Implementing serial crystallography as a routine data collection tool at SARomics Biostructures

Reference number 2018-04409
Coordinator SARomics Biostructures AB
Funding from Vinnova SEK 429 000
Project duration November 2018 - November 2019
Status Ongoing
Venture Research infrastructure - utilisation and collaboration
Call Research infrastructure - utilisation and collaboration: Industrial pilot projects for neutron and photon experiments at large scale research infrastructures

Purpose and goal

About half of all drugs on the market today have membrane-bound proteins as targets. Information on these proteins´ three-dimensional structures is important for the development of new medicines. These proteins are difficult to study with the most common method, protein crystallography, as they usually only give rise to very small crystals. New methods have been developed at synchrotrons such as MAX IV in Lund to study these small crystals. The methods are under constant development, and the goal of the current project is for SARomics Biostructures staff to learn the new techniques.

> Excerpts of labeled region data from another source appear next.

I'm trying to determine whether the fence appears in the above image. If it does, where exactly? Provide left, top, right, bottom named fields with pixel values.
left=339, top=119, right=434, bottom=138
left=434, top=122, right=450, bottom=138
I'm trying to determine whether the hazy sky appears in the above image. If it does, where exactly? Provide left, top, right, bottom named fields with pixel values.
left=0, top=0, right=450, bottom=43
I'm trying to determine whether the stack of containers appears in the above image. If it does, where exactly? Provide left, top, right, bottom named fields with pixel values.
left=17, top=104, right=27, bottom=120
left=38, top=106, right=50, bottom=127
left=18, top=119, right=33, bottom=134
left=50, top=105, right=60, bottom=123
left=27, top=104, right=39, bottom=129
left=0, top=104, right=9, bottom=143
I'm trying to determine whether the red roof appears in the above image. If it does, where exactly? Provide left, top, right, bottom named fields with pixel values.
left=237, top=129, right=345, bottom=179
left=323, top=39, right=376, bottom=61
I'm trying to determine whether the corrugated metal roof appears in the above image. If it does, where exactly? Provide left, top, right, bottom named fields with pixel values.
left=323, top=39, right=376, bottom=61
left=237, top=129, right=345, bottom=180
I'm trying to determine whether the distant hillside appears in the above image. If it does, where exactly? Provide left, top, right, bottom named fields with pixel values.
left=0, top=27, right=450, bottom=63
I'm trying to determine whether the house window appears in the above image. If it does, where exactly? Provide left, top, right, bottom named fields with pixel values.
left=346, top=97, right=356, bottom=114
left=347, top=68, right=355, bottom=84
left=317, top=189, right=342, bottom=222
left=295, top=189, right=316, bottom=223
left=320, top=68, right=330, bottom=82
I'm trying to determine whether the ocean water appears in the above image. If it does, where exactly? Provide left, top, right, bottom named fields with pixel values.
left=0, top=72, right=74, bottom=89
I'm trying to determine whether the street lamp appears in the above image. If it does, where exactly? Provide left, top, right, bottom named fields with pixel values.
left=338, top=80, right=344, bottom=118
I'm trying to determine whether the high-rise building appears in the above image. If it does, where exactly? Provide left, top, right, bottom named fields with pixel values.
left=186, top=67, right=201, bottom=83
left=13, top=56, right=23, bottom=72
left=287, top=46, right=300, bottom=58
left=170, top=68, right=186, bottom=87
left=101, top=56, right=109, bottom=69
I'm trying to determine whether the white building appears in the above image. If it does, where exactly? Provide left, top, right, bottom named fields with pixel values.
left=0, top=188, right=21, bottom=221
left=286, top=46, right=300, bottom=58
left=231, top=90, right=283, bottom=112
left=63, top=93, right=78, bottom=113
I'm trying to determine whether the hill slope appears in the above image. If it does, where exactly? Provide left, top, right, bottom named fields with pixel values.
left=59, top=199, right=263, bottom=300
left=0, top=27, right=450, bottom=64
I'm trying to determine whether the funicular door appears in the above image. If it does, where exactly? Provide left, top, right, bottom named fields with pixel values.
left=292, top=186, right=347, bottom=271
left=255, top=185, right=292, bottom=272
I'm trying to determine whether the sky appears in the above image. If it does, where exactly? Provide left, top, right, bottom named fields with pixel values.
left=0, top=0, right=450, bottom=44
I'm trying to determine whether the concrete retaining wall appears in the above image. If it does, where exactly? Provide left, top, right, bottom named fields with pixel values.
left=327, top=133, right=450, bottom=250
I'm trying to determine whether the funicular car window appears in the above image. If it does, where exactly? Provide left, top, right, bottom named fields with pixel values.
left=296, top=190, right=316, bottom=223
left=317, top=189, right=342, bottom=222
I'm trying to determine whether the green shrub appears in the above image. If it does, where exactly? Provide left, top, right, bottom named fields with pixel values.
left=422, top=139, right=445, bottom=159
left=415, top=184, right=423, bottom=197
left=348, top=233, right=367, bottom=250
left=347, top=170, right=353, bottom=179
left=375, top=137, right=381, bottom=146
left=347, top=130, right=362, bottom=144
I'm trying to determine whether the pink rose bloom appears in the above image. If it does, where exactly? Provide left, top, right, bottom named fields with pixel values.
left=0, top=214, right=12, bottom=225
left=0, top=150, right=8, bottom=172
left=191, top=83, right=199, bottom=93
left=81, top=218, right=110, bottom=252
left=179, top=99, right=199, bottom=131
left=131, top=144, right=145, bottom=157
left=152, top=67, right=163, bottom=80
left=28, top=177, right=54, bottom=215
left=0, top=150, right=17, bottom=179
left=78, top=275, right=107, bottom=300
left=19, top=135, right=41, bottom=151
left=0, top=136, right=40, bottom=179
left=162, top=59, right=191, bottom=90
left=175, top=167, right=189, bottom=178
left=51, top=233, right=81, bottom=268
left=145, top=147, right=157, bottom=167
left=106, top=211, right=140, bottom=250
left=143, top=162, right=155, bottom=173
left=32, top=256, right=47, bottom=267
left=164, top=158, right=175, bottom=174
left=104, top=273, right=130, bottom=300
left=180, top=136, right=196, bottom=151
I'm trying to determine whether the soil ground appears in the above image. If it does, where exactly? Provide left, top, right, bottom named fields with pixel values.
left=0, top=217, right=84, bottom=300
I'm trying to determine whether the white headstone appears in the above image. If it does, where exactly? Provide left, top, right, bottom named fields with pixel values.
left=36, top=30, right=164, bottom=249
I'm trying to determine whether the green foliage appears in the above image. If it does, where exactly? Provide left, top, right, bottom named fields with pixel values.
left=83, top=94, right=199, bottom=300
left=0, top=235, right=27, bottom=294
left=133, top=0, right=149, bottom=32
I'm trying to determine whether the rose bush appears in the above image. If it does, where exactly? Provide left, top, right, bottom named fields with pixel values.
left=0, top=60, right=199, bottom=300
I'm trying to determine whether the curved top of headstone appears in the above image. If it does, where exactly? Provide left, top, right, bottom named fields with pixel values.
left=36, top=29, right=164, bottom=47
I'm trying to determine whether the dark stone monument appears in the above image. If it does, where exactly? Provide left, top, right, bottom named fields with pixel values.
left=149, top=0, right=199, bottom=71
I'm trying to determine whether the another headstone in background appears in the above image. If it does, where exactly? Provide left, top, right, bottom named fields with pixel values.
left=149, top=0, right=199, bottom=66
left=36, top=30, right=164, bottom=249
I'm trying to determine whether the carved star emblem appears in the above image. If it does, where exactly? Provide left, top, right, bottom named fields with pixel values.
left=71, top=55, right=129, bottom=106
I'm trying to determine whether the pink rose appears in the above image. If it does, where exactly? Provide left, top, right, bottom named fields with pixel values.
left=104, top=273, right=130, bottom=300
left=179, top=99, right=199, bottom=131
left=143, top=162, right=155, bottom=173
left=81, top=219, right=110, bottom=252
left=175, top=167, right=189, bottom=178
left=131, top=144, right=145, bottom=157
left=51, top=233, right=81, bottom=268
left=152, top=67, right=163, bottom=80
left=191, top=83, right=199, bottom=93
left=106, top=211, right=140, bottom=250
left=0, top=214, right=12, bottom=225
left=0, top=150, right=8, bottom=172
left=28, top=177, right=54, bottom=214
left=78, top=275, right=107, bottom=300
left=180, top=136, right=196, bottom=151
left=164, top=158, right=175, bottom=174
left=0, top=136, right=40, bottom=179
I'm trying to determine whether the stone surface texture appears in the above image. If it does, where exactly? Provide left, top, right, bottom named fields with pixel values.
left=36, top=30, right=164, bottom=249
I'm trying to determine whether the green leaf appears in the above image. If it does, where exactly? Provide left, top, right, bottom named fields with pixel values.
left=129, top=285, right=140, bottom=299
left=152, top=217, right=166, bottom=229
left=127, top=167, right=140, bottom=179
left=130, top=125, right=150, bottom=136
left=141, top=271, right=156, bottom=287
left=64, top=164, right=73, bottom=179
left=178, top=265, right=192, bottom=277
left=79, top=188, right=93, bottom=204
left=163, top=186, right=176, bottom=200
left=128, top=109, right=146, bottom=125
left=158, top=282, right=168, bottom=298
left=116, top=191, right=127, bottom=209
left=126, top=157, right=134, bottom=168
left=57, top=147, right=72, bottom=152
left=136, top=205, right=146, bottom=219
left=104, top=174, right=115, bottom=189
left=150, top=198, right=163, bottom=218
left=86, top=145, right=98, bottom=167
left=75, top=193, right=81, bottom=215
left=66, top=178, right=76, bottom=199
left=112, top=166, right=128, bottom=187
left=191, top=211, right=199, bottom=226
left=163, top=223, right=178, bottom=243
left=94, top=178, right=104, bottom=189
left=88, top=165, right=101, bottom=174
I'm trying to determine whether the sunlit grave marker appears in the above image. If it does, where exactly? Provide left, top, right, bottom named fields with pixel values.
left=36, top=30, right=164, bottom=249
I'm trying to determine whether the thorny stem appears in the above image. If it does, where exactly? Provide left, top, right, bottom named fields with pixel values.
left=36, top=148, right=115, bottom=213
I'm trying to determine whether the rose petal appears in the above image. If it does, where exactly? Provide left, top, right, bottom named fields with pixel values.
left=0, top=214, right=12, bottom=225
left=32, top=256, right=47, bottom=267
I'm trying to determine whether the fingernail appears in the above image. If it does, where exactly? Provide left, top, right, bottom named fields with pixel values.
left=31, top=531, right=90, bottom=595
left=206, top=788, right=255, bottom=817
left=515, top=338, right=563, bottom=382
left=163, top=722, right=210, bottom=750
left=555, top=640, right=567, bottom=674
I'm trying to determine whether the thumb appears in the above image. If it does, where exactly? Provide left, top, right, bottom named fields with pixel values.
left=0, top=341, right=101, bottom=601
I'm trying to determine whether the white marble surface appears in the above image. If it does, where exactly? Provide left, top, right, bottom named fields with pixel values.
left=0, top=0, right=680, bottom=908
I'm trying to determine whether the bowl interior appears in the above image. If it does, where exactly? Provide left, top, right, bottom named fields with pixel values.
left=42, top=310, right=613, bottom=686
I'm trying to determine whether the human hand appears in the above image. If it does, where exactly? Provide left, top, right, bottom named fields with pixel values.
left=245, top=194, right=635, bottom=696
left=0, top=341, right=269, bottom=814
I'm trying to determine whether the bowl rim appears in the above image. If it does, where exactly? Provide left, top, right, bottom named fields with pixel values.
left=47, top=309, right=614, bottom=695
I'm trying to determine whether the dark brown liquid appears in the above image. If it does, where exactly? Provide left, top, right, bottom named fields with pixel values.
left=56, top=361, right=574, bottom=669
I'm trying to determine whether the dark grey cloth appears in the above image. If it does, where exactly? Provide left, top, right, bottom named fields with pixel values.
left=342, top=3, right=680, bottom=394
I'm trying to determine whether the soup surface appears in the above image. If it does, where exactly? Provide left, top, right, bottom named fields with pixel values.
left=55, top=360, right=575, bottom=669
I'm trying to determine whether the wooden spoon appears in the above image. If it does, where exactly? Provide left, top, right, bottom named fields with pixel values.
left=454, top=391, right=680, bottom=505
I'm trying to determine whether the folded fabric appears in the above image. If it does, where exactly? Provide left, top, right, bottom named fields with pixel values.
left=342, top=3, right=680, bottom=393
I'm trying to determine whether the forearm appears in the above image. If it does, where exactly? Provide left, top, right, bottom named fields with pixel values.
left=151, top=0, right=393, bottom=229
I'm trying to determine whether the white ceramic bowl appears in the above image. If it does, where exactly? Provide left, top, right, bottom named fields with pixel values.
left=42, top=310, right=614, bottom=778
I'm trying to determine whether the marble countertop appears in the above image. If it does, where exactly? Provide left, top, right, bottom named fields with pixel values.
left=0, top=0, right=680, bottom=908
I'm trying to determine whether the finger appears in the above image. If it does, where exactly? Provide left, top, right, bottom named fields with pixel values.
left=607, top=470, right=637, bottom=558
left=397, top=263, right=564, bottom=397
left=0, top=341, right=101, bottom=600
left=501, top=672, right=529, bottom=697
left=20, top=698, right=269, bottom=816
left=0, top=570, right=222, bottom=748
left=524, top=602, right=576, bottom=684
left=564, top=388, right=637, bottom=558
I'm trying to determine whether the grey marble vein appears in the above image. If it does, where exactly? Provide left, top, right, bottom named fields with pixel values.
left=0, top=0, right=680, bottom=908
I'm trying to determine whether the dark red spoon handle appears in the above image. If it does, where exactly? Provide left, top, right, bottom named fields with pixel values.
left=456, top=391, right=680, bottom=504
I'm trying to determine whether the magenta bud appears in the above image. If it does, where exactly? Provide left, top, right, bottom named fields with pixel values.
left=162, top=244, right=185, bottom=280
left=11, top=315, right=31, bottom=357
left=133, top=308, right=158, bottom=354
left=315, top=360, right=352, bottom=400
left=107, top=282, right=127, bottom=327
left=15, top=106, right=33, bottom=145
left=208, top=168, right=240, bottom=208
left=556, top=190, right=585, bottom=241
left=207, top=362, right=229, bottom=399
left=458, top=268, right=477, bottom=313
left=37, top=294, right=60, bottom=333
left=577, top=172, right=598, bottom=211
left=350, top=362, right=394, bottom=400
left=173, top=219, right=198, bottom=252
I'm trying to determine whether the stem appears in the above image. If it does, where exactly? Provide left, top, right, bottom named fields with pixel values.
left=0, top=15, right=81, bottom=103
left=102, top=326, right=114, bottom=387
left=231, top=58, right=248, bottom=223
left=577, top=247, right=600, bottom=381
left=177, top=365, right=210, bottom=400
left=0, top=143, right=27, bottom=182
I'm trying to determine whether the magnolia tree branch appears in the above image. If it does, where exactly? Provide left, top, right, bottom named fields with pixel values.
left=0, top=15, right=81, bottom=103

Expected results and effects

As a result, SARomics Biostructures staff will learn the latest state-of-the-art methods for data collection from microcrystals, which is generally called "serial crystallography". This will give SARomics the possibility to engage with a wider range of projects on more challenging target proteins in the future, which will in turn increase the company´s competitiveness in the global market of early stage drug discovery.

Planned approach and implementation

SARomics will produce a large number of small crystals of a model protein that we will analyse together with staff at the BioMAX beamline of MAX IV in Lund. Serial crystallography involves exposing many such small crystals to X-rays at room temperature. We will investigate the best way to do this using the two most common methods under development today, i.e. streaming the crystals past the X-ray beam or spreading them out on a solid support. We will evaluate which of these works best for our system and also learn how to process the large amounts of data that result from such experiments.

The project description has been provided by the project members themselves and the text has not been examined by our editors.